NOTE There is a gotcha here, fs mode is octal and should start with 0 eg 0644 (-rwxr--r--), however it will be decimal value 420 when queried later via kubernetes api.
Create the ignition configurations:
Rename worker.ign to compute.ign, as later steps in the process are configured to point at compute.ign.

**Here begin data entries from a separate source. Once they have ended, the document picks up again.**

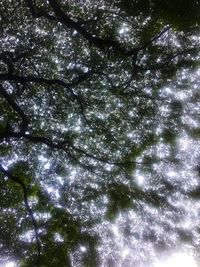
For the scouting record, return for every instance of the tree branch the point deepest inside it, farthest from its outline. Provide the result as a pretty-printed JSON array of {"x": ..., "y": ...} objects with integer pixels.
[{"x": 17, "y": 108}]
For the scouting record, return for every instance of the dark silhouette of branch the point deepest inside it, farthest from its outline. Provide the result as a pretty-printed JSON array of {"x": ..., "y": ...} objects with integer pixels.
[
  {"x": 16, "y": 107},
  {"x": 28, "y": 208}
]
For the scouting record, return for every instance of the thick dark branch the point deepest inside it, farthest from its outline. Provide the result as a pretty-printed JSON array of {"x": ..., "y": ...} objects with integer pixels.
[
  {"x": 17, "y": 108},
  {"x": 59, "y": 145},
  {"x": 26, "y": 203}
]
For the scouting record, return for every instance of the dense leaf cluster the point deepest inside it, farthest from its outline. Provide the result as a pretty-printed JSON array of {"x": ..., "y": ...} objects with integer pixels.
[{"x": 85, "y": 106}]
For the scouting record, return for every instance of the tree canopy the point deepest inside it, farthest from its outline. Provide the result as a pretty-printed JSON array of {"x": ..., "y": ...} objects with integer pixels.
[{"x": 99, "y": 131}]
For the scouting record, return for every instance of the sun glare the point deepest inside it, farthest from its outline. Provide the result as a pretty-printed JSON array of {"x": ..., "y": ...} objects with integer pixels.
[{"x": 177, "y": 260}]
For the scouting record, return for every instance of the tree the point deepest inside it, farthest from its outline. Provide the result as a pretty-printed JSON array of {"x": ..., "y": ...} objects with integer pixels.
[{"x": 93, "y": 100}]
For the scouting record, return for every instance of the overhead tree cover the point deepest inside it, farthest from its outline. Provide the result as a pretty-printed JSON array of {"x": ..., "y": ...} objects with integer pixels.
[{"x": 97, "y": 101}]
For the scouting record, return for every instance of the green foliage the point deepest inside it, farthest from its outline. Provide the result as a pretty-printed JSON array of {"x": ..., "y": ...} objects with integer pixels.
[{"x": 85, "y": 106}]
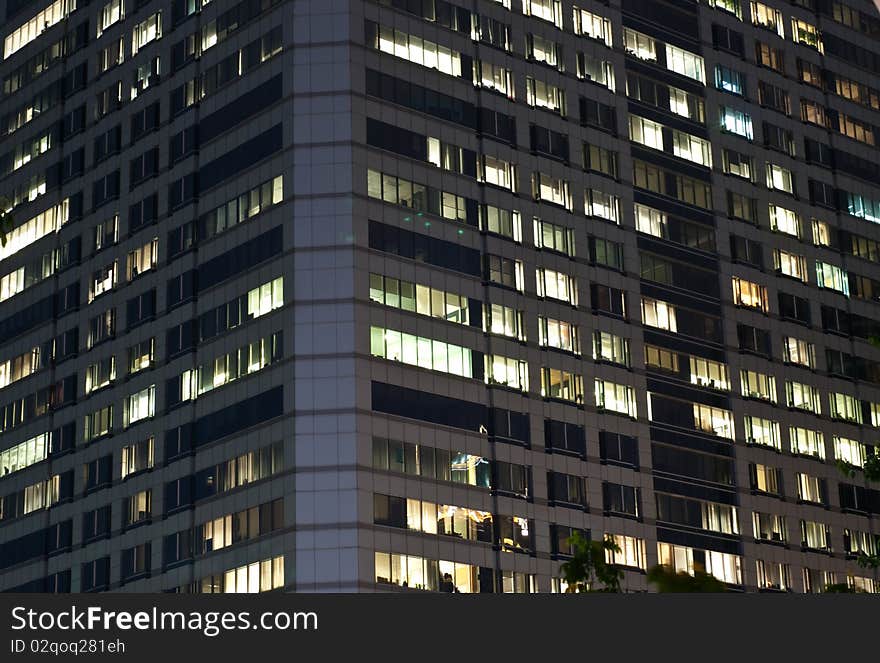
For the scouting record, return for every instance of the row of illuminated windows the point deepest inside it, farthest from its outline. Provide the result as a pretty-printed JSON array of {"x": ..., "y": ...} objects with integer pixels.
[
  {"x": 35, "y": 26},
  {"x": 562, "y": 335},
  {"x": 683, "y": 145},
  {"x": 420, "y": 299},
  {"x": 138, "y": 261},
  {"x": 499, "y": 370},
  {"x": 415, "y": 572},
  {"x": 35, "y": 228},
  {"x": 454, "y": 466},
  {"x": 513, "y": 532},
  {"x": 246, "y": 360},
  {"x": 223, "y": 531},
  {"x": 262, "y": 576},
  {"x": 135, "y": 407},
  {"x": 24, "y": 454},
  {"x": 41, "y": 495}
]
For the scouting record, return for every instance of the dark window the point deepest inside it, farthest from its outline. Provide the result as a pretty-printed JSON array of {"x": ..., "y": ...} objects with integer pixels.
[
  {"x": 566, "y": 489},
  {"x": 746, "y": 251},
  {"x": 144, "y": 166},
  {"x": 140, "y": 309},
  {"x": 619, "y": 449},
  {"x": 752, "y": 339},
  {"x": 95, "y": 575},
  {"x": 620, "y": 499},
  {"x": 607, "y": 299},
  {"x": 561, "y": 436},
  {"x": 728, "y": 40}
]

openshift-install create ignition-configs --dir=/home/dkirwan/ocp-ci-centos-org
INFO Consuming OpenShift Install (Manifests) from target directory  
INFO Consuming Common Manifests from target directory  
INFO Consuming Master Machines from target directory  
INFO Consuming Worker Machines from target directory  
INFO Consuming Openshift Manifests from target directory

# Should have the following layout
.
├── auth
│   ├── kubeadmin-password
│   └── kubeconfig
├── bootstrap.ign
├── master.ign
├── metadata.json
└── compute.ign

NOTE for production ie ocp.ci we must perform an extra step at this point, as the machines have 2 hard disks attached. We want to ensure that /dev/sdb gets its partition table wiped at bootstrapping time, so at a later time we can configure the Local Storage Operator to manage this disk drive.
Modify the master.ign and compute.ign ignition files with the following:

+   "storage":{"disks":[{"device":"/dev/sdb","wipeTable":true}]},
-   "storage":{},

1.1.9. Creating Red Hat Enterprise Linux CoreOS (RHCOS) machines
Prerequisites:
Obtain the Ignition config files for your cluster.
Configure suitable PXE or iPXE infrastructure.
Have access to an HTTP server that you can access from your computer.
Have a load balancer eg Haproxy available
You must download the kernel, initramfs, ISO file and the RAW disk files eg:
https://mirror.openshift.com/pub/openshift-v4/dependencies/rhcos/4.3/latest/
These files should be copied over to a webserver which is accessible from the bootstrap/master/compute instances.
1.1.9.2. “Configure the network boot infrastructure so that the machines boot from their local disks after RHCOS is installed on them. “
Existing CentOS PXE boot configuration Ansible example
Example RHCOS PXE boot configuration here
**1.1.10. Once the systems are booting and installing, you can monitor the installation with: ./openshift-install --dir=/home/dkirwan/ocp-ci-centos-org wait-for bootstrap-complete --log-level=info
Once the master nodes come up successfully, this command will exit. We can now remove the bootstrap instance, and repurpose it as a worker/compute node.
Run the haproxy role, once the bootstrap node has been removed from the ocp-ci-master-and-bootstrap-stg ansible inventory group.
Begin installing the compute/worker nodes.
Once the workers are up accept them into the cluster by accepting their csr certs:

# List the certs. If you see status pending, this is the worker/compute nodes attempting to join the cluster. It must be approved.
oc get csr

# Accept all node CSRs one liner
oc get csr -o go-template='{{range .items}}{{if not .status}}{{.metadata.name}}{{"\n"}}{{end}}{{end}}' | xargs oc adm certificate approve

1.1.11. Logging in to the cluster. At this point the cluster is up, and we’re in configuration territory.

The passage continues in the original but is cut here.